You can specify the following option in the OUTPUT statement after a slash (/):

ALPHA=value

sets the level of significance $\alpha $ for $100(1-\alpha )$% confidence limits for the appropriate response probabilities. The value $\alpha $ must be between 0 and 1. By default, $\alpha $ is equal to the value of the ALPHA= option in the PROC SURVEYLOGISTIC statement, or 0.05 if the ALPHA= option is not specified.

Details of the PREDPROBS= Option

You can request any of the three given types of predicted probabilities.

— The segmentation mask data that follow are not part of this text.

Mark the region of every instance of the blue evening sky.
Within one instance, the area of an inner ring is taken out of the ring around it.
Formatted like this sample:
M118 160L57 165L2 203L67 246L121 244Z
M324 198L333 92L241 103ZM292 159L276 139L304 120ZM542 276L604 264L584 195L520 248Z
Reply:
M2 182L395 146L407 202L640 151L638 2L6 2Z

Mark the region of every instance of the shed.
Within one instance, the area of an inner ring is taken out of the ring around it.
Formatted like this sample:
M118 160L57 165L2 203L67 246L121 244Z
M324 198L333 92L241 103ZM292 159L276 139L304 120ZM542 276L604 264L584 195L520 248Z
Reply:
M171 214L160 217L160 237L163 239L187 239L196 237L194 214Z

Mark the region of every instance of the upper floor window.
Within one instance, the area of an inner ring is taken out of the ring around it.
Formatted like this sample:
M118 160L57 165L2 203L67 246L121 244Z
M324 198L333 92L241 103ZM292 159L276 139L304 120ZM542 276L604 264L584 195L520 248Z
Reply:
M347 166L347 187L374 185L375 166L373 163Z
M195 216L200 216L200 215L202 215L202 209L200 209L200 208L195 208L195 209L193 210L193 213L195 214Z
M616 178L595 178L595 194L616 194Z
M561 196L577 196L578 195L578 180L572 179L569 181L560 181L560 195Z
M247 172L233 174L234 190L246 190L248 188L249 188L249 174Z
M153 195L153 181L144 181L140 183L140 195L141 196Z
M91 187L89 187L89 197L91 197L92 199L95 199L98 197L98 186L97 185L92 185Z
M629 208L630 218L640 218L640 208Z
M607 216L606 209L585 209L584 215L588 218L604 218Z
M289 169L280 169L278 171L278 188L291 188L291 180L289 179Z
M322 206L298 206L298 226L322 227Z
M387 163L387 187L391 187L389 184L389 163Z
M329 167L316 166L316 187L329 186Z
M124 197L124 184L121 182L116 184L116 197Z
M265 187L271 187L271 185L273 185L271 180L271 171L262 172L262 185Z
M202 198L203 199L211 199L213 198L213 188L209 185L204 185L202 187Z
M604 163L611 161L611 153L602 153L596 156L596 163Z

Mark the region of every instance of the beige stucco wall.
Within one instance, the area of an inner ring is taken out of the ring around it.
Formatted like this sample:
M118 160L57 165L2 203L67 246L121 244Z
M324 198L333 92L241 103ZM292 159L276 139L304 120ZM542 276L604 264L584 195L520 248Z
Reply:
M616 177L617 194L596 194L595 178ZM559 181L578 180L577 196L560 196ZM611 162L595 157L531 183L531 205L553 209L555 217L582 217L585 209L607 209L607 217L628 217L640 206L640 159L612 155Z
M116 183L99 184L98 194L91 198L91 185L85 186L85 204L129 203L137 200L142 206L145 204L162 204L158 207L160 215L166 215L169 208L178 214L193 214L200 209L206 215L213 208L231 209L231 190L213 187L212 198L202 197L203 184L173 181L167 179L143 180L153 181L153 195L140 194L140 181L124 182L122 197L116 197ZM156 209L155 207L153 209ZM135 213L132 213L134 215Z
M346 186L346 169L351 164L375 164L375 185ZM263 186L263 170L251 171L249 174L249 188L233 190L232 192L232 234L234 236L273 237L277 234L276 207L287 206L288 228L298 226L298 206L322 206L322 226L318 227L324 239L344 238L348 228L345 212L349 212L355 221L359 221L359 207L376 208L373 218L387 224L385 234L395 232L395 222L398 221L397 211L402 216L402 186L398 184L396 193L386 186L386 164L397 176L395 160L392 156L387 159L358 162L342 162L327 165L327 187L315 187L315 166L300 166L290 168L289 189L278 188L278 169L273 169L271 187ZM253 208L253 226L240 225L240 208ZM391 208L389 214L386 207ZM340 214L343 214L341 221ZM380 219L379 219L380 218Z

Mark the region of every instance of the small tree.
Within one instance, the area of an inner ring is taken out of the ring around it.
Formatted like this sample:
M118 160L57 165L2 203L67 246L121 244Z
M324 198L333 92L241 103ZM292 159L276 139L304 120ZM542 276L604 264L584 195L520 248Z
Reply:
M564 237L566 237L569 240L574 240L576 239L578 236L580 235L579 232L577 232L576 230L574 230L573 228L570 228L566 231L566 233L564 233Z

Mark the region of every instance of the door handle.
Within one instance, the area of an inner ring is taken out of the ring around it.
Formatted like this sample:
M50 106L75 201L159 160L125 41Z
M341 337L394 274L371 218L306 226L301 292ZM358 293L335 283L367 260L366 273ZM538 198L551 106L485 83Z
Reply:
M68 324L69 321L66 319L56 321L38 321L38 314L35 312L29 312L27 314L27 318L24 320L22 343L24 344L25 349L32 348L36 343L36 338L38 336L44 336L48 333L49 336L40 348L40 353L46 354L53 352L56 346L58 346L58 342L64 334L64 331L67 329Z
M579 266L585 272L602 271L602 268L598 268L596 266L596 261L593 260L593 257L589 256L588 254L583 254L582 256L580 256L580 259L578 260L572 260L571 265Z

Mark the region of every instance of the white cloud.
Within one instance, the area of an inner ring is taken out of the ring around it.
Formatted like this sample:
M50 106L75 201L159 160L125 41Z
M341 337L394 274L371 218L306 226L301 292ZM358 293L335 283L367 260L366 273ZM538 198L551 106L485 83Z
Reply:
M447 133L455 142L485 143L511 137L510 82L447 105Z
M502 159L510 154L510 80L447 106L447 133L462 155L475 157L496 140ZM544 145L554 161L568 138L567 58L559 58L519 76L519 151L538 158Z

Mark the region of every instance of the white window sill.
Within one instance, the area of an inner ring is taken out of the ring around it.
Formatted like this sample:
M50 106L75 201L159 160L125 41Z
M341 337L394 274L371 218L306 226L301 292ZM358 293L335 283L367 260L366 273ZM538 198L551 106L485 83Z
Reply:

For example, you can request both the individual predicted probabilities and the cross validated probabilities by specifying PREDPROBS=(I X).

When you specify the PREDPROBS= option, two automatic variables _FROM_ and _INTO_ are included for the single-trial syntax and only one variable, _INTO_, is included for the events/trials syntax. The _FROM_ variable contains the formatted value of the observed response. The variable _INTO_ contains the formatted value of the response level with the largest individual predicted probability.

If you specify PREDPROBS=INDIVIDUAL, the OUTPUT data set contains k additional variables representing the individual probabilities, one for each response level, where k is the maximum number of response levels across all BY groups. The names of these variables have the form IP_xxx, where xxx represents the particular level. The representation depends on the following situations:

  • If you specify the events/trials syntax, xxx is either Event or Nonevent. Thus, the variable that contains the event probabilities is named IP_Event and the variable containing the nonevent probabilities is named IP_Nonevent.

  • If you specify the single-trial syntax with more than one BY group, xxx is 1 for the first-ordered level of the response, 2 for the second ordered level of the response, and so forth, as given in the "Response Profile" table. The variable that contains the predicted probabilities Pr(Y=1) is named IP_1, where Y is the response variable. Similarly, IP_2 is the name of the variable containing the predicted probabilities Pr(Y=2), and so on.

  • If you specify the single-trial syntax with no BY-group processing, xxx is the left-justified formatted value of the response level (the value can be truncated so that IP_xxx does not exceed 32 characters). For example, if Y is the response variable with response levels 'None,' 'Mild,' and 'Severe,' the variables representing individual probabilities Pr(Y='None'), Pr(Y='Mild'), and Pr(Y='Severe') are named IP_None, IP_Mild, and IP_Severe, respectively.

If you specify PREDPROBS=CUMULATIVE, the OUTPUT data set contains k additional variables that represent the cumulative probabilities, one for each response level, where k is the maximum number of response levels across all BY groups. The names of these variables have the form CP_xxx, where xxx represents the particular response level. The naming convention is similar to that given by PREDPROBS=INDIVIDUAL. The PREDPROBS=CUMULATIVE values are the same as those output by the PREDICT=keyword, but they are arranged in variables in each output observation rather than in multiple output observations.

If you specify PREDPROBS=CROSSVALIDATE, the OUTPUT data set contains k additional variables representing the cross validated predicted probabilities of the k response levels, where k is the maximum number of response levels across all BY groups. The names of these variables have the form XP_xxx, where xxx represents the particular level. The representation is the same as that given by PREDPROBS=INDIVIDUAL, except that for the events/trials syntax there are four variables for the cross validated predicted probabilities instead of two:

XP_EVENT_R1E

is the cross validated predicted probability of an event when a current event trial is removed.

XP_NONEVENT_R1E

is the cross validated predicted probability of a nonevent when a current event trial is removed.

XP_EVENT_R1N

is the cross validated predicted probability of an event when a current nonevent trial is removed.

XP_NONEVENT_R1N

is the cross validated predicted probability of a nonevent when a current nonevent trial is removed.